Solutions such as Ceilometer, a monitoring solution for OpenStack, provide efficient collection of metering data in terms of CPU and network costs. However, it is focused on creating a unique contact point for billing systems to acquire all of the measurements they need, and it is not oriented to perform any action to try to improve the metrics that it monitors. Furthermore, security issues are not considered.
StackTach is another example oriented to billing issues that monitors performance and audits the OpenStack’s Nova component. Similarly, but not specifically oriented to billing collected gathers system performance statistics and provides mechanisms to store the collected values.
A recent project from OPNFV, named Doctor, focuses on the creation of a fault management and maintenance framework for high availability of network services on top of virtualized infrastructures.
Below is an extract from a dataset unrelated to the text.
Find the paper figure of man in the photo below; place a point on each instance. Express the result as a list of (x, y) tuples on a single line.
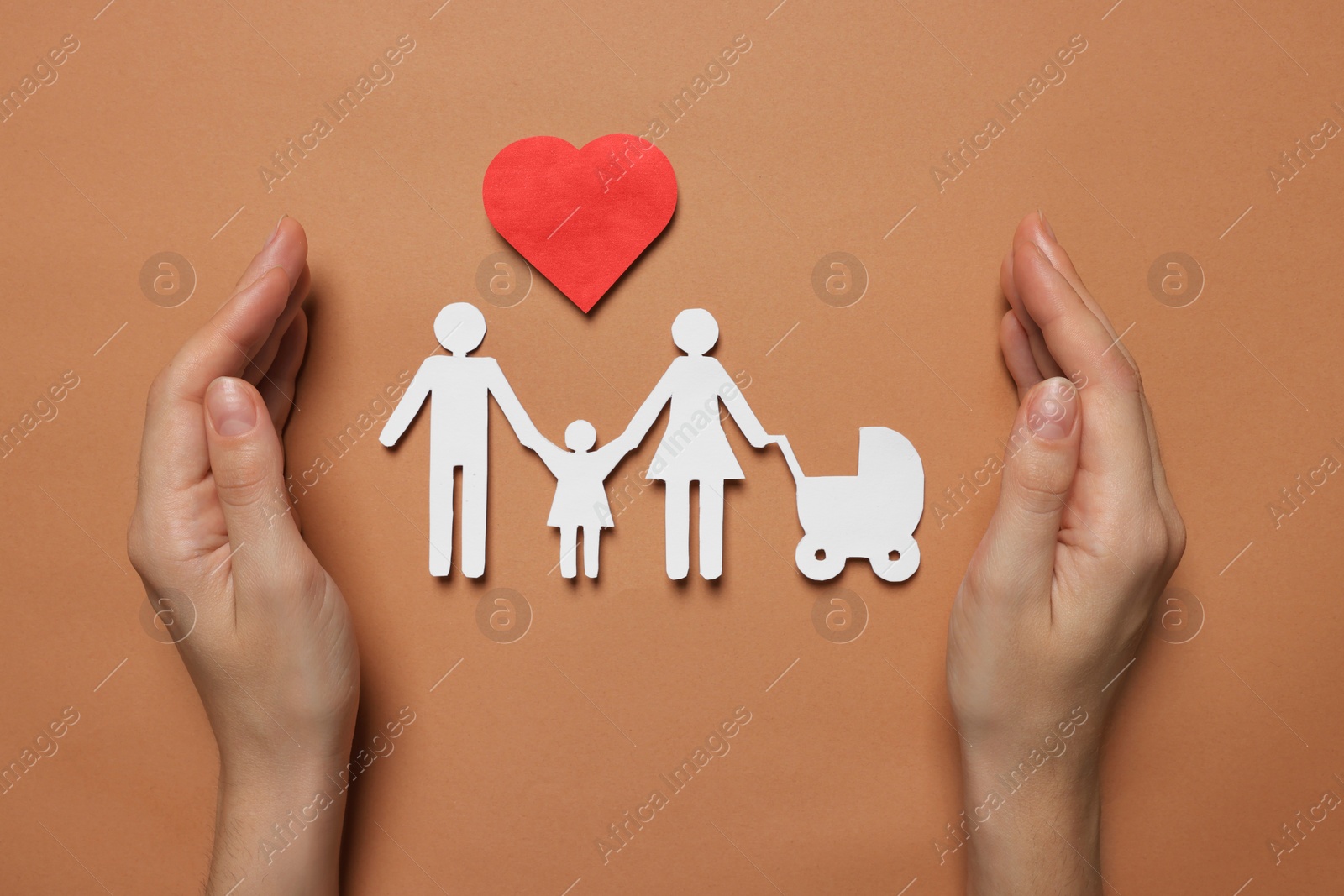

In terms of security, OpenStack provides a security guide providing best practices determined by cloud operators when deploying their OpenStack solutions. Some tools go deeper in order to guarantee certain security aspects in OpenStack, for instance: Bandit provides a framework for performing security analysis of Python source code; Consul is a monitoring tool oriented to service discovery that also performs health checking to prevent routing requests to unhealthy hosts.
Monitoring virtualized applications
To be able to assure end-to-end security in virtualized application components, a monitoring architecture needs to be defined and deployed. This will permits to measure and analyse the network/application flows at different observation points that could include any component of the system, such as physical and virtual machines. The choice of the observation point depends on the monitoring objective and also the monitoring administrator that can be one of the following actors:
- The Cloud Service Provider: Can deploy a monitoring tool (e.g., MMT solution) in his own cloud infrastructure including servers and routers. It has not the possibility to deploy its solution in any virtual machine or container but it can propose to his customers to deploy new VMs or containers from OS images that already integrate a monitoring solution.
- The application owner: Can deploy a monitoring tool (e.g., MMT solution) in each VM or container it deploys. A best practice is to have for each application component a monitoring agent or a set of monitoring agents to observe different behaviours at runtime and check security SLAs.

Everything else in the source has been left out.